He found a door almost immediately, but it was locked, and from the hinges he traced with his good hand, it opened inward. Kicking it open was not an option even if he had been able to balance on his aching right foot long enough to do so. If it had opened outward, he might have tried, but the door frame and hinges were against him. He felt in his pocket for his Swiss Army knife but let it fall into place again. He didn't think he could even open it one-handed, let alone pick the lock with it. Why they heck lock a door in a building with a door one floor above that was open to the street? Why lock a basement that didn't have a ceiling above it?
Blair dropped onto another crate and massaged his temples one at a time with his good hand. He glanced at his wristwatch and discovered it must be close to two a.m. Jim must be going nuts. He'd known Blair meant to come straight home after he graded the last test. The two of them had talked about going fishing in the morning, bright and early, and Jim knew he wanted to go.
His head ached and his whole body trembled with fatigue, but he pushed himself upward again and continued his circuit of the room. Another door led into a closet, a third into a small bathroom, which he was grateful for. The toilet even flushed, although with a gurgle and rumble in the pipes that sounded like it wasn't about to keep doing so. But he found no stairs, no easy exits. Yelling only produced scuttling sounds in the dust around him that might have been rats. Blair froze as he listened. He couldn't risk sleep. The rats would find him when he was defenseless. Rats could chew on people, do a lot of damage. The very thought of a rat on him made him shiver. He had to get out of here.
But there were no stairs and the only door was locked.
He took the knife out again and tried to pull out a blade with his teeth. It was easier said than done, but when he had it out, he tried the lock. Picking a lock in total darkness was not all it was cracked up to be. He couldn't get it to work, and the harder he squinted at it in the darkness the more his head throbbed.
Okay, when the sun came up, he'd give it another shot. In the meantime, he'd do one more circuit of the place. If only he didn't hurt so much.

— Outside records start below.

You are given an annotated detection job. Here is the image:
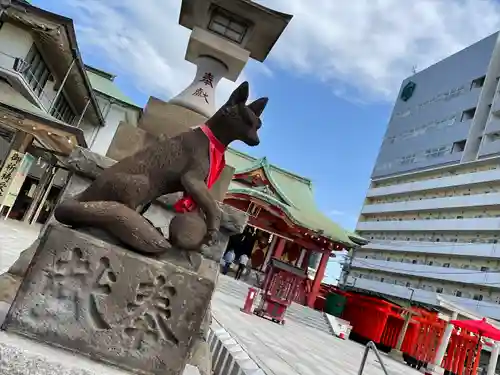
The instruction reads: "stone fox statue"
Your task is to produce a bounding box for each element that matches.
[54,82,268,254]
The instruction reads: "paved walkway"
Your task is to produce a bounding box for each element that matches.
[0,219,420,375]
[0,218,42,274]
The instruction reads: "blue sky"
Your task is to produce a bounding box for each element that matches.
[33,0,500,284]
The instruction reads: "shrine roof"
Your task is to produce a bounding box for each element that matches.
[226,148,360,247]
[85,65,142,109]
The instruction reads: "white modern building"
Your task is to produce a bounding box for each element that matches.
[0,0,142,223]
[347,33,500,319]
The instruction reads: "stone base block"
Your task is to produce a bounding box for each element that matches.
[2,224,215,375]
[0,332,200,375]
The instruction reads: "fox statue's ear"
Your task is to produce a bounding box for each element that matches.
[248,98,269,117]
[226,81,249,106]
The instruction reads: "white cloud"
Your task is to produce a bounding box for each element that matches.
[261,0,500,101]
[60,0,500,103]
[63,0,250,104]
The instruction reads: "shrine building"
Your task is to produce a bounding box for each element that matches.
[224,149,362,307]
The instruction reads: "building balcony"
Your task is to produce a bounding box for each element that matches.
[478,136,500,158]
[356,217,500,232]
[361,193,500,214]
[363,240,500,258]
[366,169,500,198]
[352,258,500,290]
[347,276,500,319]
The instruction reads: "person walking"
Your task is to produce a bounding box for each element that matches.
[222,249,234,275]
[234,253,248,280]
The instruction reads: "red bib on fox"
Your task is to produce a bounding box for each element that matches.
[174,125,226,213]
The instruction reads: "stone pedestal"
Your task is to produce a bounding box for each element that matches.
[2,224,215,375]
[0,149,248,375]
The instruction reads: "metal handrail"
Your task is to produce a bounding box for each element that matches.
[358,341,389,375]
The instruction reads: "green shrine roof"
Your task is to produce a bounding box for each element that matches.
[85,65,142,109]
[226,148,360,247]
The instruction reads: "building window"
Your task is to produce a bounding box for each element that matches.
[208,9,248,44]
[21,44,50,97]
[50,93,75,124]
[470,76,486,90]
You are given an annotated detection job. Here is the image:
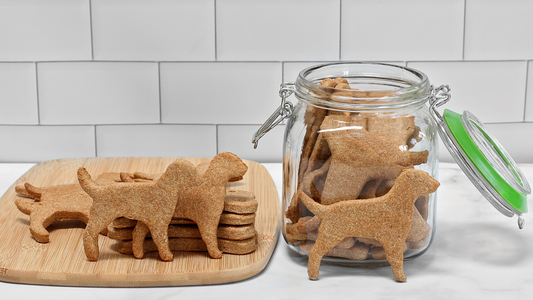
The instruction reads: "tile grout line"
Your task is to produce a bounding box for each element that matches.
[461,0,467,61]
[89,0,94,61]
[93,124,98,157]
[157,62,163,124]
[339,0,342,60]
[35,62,41,125]
[522,60,530,122]
[213,0,218,61]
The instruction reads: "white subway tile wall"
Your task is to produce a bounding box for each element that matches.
[0,0,533,163]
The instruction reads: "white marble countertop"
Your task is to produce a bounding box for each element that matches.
[0,163,533,300]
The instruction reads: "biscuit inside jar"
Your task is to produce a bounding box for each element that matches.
[285,78,431,260]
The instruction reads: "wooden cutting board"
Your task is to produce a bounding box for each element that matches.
[0,157,280,287]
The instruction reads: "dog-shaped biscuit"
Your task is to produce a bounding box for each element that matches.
[300,169,439,281]
[78,159,199,261]
[133,152,248,258]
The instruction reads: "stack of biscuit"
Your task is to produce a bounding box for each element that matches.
[107,190,258,254]
[285,78,431,260]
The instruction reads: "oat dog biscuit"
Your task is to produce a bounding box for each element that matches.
[321,116,428,205]
[78,160,202,261]
[107,224,257,241]
[300,169,439,281]
[118,235,257,254]
[132,152,248,258]
[15,173,128,243]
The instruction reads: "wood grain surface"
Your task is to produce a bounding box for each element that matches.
[0,157,280,287]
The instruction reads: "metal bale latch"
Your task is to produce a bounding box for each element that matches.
[252,83,294,149]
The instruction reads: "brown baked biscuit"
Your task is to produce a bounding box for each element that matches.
[321,116,428,205]
[111,212,255,229]
[300,241,369,260]
[300,169,439,281]
[78,160,202,260]
[107,224,257,241]
[129,152,248,258]
[118,235,257,254]
[220,190,258,215]
[15,173,127,243]
[131,162,243,182]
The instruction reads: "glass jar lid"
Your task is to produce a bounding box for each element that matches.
[430,86,531,228]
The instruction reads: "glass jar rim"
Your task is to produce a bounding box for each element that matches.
[295,62,432,110]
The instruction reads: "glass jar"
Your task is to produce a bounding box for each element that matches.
[270,63,438,266]
[252,62,531,281]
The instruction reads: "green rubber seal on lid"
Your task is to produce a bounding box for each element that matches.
[443,109,527,213]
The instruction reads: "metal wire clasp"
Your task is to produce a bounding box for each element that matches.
[252,83,294,149]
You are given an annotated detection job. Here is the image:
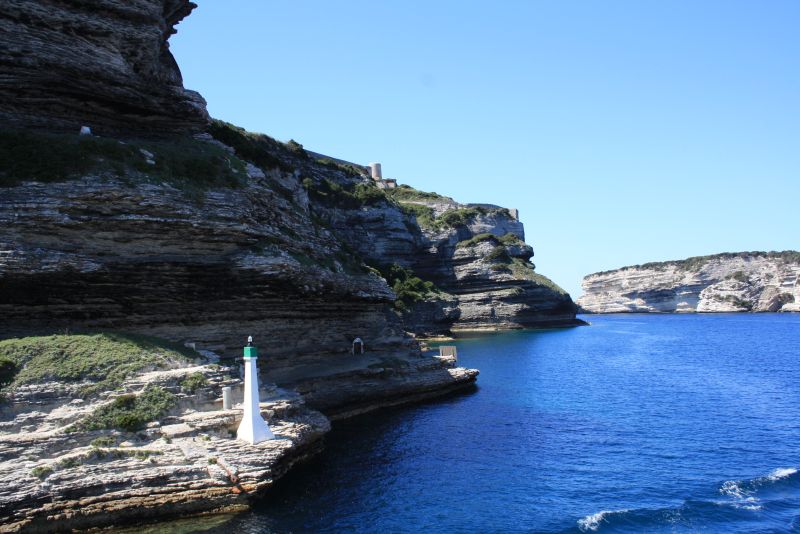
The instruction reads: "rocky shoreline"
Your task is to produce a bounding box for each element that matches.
[577,251,800,313]
[0,357,478,532]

Miserable, Blair pulled himself onto a small crate, then onto a higher one. He had no illusions it removed him from the rats' reach, but it was better than the filthy floor below. Huddling against a bigger crate, he curled up as best he could in an attempt to warm himself. Maybe the pain in his wrist and the headache would keep him awake until daylight.
Simon lowered his cell phone and looked at Jim. They had returned to the loft, simply because there was nowhere else to go. If the man in the van really wasn't Sandburg, where would they start to hunt for him? But Banks knew it had to be Blair. He was the right general build, he was wearing what was probably the familiar jacket, and had been driving his car. Not only that, he had long, curly hair. If by a bizarre fluke he wasn't Sandburg, that meant the real Sandburg would have to be out there somewhere, and so far, there had been no word of him. Simon knew Blair was dead. God, he hated that, hated losing a man, even if Blair was one of his men in a roundabout way. He'd come to like the kid and the loss hurt.

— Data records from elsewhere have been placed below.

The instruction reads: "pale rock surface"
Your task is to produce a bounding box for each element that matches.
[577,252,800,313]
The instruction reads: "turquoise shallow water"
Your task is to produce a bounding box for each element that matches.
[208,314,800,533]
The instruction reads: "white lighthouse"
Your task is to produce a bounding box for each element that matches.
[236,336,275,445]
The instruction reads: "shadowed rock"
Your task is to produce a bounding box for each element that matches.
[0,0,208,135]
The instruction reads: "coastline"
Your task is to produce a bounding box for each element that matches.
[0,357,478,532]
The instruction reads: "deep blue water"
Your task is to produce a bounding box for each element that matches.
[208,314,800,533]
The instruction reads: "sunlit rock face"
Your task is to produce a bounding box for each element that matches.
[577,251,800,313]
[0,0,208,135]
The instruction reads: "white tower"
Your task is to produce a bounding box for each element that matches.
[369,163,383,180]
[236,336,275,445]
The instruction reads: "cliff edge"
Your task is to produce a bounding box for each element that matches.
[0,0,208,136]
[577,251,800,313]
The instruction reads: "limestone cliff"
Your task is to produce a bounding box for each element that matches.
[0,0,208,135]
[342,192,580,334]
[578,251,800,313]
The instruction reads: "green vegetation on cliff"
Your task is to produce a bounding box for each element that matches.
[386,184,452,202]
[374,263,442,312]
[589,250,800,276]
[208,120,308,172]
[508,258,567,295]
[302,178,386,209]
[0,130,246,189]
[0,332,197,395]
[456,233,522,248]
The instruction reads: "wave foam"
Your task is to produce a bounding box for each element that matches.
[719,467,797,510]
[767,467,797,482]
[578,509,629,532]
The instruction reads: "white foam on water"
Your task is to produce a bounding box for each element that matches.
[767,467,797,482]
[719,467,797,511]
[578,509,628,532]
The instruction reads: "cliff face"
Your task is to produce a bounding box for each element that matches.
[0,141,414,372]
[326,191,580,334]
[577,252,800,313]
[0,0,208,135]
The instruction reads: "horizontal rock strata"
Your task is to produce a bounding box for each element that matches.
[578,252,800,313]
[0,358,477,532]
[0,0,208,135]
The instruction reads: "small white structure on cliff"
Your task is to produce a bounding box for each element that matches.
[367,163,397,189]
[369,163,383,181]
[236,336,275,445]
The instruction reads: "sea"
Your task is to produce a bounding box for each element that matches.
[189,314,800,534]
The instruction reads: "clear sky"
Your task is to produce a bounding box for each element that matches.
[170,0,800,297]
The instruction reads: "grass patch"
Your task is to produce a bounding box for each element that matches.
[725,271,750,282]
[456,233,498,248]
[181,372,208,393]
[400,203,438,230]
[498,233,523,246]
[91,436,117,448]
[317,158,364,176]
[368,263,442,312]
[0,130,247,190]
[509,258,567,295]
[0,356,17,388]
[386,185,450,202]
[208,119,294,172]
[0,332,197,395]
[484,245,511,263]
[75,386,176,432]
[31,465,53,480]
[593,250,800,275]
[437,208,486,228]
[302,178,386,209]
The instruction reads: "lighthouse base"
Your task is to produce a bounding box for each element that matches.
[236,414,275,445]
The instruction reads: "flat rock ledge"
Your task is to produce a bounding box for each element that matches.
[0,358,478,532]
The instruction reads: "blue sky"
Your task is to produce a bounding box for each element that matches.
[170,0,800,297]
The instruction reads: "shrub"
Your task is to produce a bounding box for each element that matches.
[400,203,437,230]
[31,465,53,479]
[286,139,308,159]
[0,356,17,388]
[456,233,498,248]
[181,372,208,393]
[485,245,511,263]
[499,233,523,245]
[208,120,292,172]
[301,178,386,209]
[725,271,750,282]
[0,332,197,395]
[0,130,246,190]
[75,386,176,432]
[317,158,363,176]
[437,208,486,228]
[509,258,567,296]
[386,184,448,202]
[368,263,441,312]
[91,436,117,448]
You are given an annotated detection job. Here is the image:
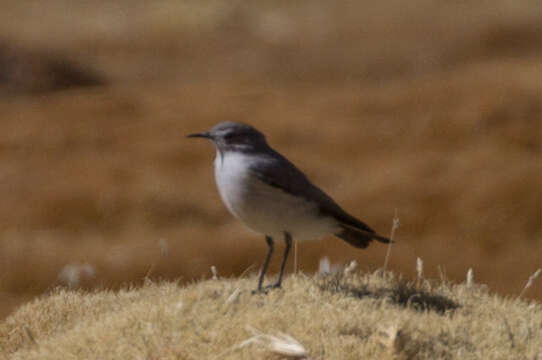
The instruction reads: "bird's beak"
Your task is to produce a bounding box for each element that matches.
[186,131,212,139]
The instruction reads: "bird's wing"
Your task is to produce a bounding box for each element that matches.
[249,152,387,241]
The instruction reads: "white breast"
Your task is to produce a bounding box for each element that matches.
[215,152,338,240]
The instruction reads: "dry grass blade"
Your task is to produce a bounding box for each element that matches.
[519,269,542,298]
[248,327,308,359]
[384,209,399,270]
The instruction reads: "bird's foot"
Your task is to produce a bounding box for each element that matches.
[252,283,281,295]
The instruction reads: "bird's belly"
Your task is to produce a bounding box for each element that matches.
[216,157,338,240]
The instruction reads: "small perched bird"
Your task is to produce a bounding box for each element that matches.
[187,122,390,292]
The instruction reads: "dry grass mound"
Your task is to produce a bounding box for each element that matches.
[0,271,542,360]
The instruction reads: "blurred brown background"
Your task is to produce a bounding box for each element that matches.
[0,0,542,316]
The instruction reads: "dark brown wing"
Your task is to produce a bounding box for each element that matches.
[249,149,389,247]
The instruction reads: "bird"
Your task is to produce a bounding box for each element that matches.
[187,121,391,293]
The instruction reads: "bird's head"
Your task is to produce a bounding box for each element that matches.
[187,121,267,152]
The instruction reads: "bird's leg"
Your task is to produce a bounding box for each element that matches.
[252,236,274,294]
[270,232,292,288]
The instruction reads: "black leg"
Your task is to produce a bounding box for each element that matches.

Jim, of course, refused to accept it. Banks knew denial was one of the stages of grieving, but Jim acted like he could tell through his Sentinel abilities that common sense and the evidence was wrong or that he wanted to believe he could. He'd insisted they do a blood typing first thing. Simon had insisted on that and got a little response. When the victim might be one of their own, he had more leverage to push. They'd probably hear on that pretty soon. In the meantime, Simon had gotten the name of Blair's dentist so the coroner's office could request Blair's dental records be forwarded to the morgue for comparison, but his dentist was away for the weekend. The autopsy wouldn't take place till Monday morning anyway. There was no doubt in Simon's mind who the victim was. The dental records would only confirm it.

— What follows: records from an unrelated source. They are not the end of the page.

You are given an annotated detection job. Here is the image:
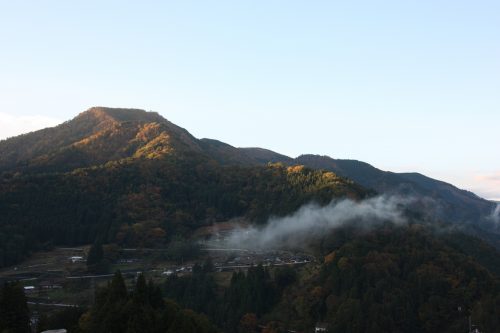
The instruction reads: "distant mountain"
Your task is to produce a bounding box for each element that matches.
[295,155,495,223]
[0,108,368,267]
[0,107,500,260]
[0,107,202,172]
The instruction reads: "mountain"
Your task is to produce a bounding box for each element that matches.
[0,108,368,266]
[295,155,495,227]
[0,107,201,172]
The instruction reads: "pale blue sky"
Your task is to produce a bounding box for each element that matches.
[0,0,500,198]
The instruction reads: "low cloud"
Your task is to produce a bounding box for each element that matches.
[0,112,61,140]
[227,196,410,249]
[470,171,500,201]
[491,203,500,224]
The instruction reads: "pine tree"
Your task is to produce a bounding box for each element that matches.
[0,283,30,333]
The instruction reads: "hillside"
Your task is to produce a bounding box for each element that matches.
[0,108,367,266]
[266,225,500,333]
[0,107,201,173]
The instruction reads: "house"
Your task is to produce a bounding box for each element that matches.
[24,286,35,294]
[314,323,328,333]
[161,269,174,276]
[39,281,62,289]
[69,256,85,264]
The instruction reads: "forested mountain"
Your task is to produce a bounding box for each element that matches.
[0,108,368,266]
[267,224,500,333]
[0,108,500,332]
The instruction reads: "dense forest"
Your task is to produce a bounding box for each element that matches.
[0,154,367,267]
[159,224,500,333]
[0,271,217,333]
[0,108,500,333]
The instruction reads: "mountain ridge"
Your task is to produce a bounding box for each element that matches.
[0,107,495,228]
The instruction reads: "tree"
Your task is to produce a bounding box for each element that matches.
[0,283,30,333]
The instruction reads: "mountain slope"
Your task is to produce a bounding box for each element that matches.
[0,107,201,172]
[0,108,367,266]
[295,155,495,227]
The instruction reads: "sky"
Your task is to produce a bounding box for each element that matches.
[0,0,500,199]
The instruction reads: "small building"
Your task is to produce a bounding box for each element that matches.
[314,323,328,333]
[23,286,35,294]
[161,269,174,276]
[69,256,85,264]
[39,281,62,289]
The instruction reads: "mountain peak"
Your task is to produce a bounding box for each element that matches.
[75,106,166,122]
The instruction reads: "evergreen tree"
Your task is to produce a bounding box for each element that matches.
[0,283,30,333]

Jim had collapsed on the couch the minute Simon brought him home. Then he had jumped up to check the answering machine, turning away when he saw he had no messages. After that he'd gone to Blair's bedroom, opened the door and poked his head in, withdrawing immediately. Simon watched him sadly as he returned to the couch and sat there, looking lost and helpless, so far from the usual confident officer who was Cascade's best that Simon might have passed him on the street without recognition. He'd known for a long time that Ellison had come to view Sandburg as more than a friend, maybe a kid brother, and of course he depended on him utterly for that Sentinel gig of his. The two men had been closer than any pair of partners Simon had ever seen before. He'd seen men go to pieces when their partners died, and the hollow emptiness in Jim's eyes scared him.
And now this new evidence, the money. He still didn't buy into it, but it was another link in the chain of evidence, one he didn't even want to mention to Jim.
But as he tucked away the phone, Jim lifted eyes that were agonized in an otherwise expressionless face. "Sandburg?" he asked, although he must have known from Simon's expression that the answer would not be anything good.
"God, Jim, I don't know," he said. "You know those big houses beyond the parking lot Sandburg uses?"
Jim nodded. "Did someone see him there?" He didn't want confirmation that Sandburg had hurried to his car and driven away.
"Jim, a woman in one of those houses was robbed tonight. Her husband kept a lot of cash on hand. She said the burglar was about Blair's height and build, had blue eyes and long, curly hair. She said he took around $100,000 from their wall safe."
"That's crazy! Sandburg never pull anything like that. She wouldn't be able to identify him. We'll show her his picture and she'll verify it wasn't him."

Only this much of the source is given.